Hi Grant,
Thanks for the reply. I saw that I had a problem in the code that prints
these (very stupid mistake)
int docId = hits[j].doc;
Document curDoc = searcher.doc(docId);
and then to the explain method, I gave j instead of docId.
But I have a questino regarding the fieldNorm -
When I have 60000 documents like these in the index, I run this query, and
the results is that the doc that I look for is in the third place and not in
the first place.
So, I looked for a word TTD that for it I create a boolean query:
For finlin, 6621468 * 6, 5265266 * 12
String word = "TTD";
String worlds = "6621468";
DoubleMap wordsWorldsFreqMap = new DoubleMap();
wordsWorldsFreqMap.insert("TTD", 6621468, 3.0);
BooleanQuery bq = new BooleanQuery();
String[] splitWorlds = worlds.split(" ");
// loop on the worlds and for every world, take the boost from the map
for(int i = 0; i < splitWorlds.length; i++)
{
double freq =
wordsWorldsFreqMap.getMap().get(word).get(Long.parseLong(splitWorlds[i]));
BoostingTermQuery tq = new BoostingTermQuery(new Term(fieldName,
splitWorlds[i]));
tq.setBoost((float) freq);
bq.add(tq, BooleanClause.Occur.SHOULD);
}
IndexSearcher searcher = new IndexSearcher("WordIndex");
//wordIndexTry");
searcher.setSimilarity(new WordsSimilarity());
TopDocCollector collector = new TopDocCollector(30);
(The index created using the code I sent in previous emails. It gave me the
desired results when I put a small amount of document (words) in the index)

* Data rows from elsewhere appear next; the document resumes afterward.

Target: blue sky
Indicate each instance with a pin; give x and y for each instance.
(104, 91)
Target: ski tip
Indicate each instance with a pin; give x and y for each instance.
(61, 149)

The output is the following:
*finlin, score: 19.366615*
19.366615 = (MATCH) fieldWeight(worlds:6621468^3.0 in 35433), product of:
4.2426405 = (MATCH) btq, product of:
0.70710677 = tf(phraseFreq=0.5)
6.0 = scorePayload(...)
7.3036084 = idf(worlds: 6621468=110)
0.625 = fieldNorm(field=worlds, doc=35433)
*TTD, score: 15.493294*
15.493293 = (MATCH) fieldWeight(worlds:6621468^3.0 in 20), product of:
2.1213202 = (MATCH) btq, product of:
0.70710677 = tf(phraseFreq=0.5)
3.0 = scorePayload(...)
7.3036084 = idf(worlds: 6621468=110)
1.0 = fieldNorm(field=worlds, doc=20)
Can anyone explain me the highlighted parts of the score?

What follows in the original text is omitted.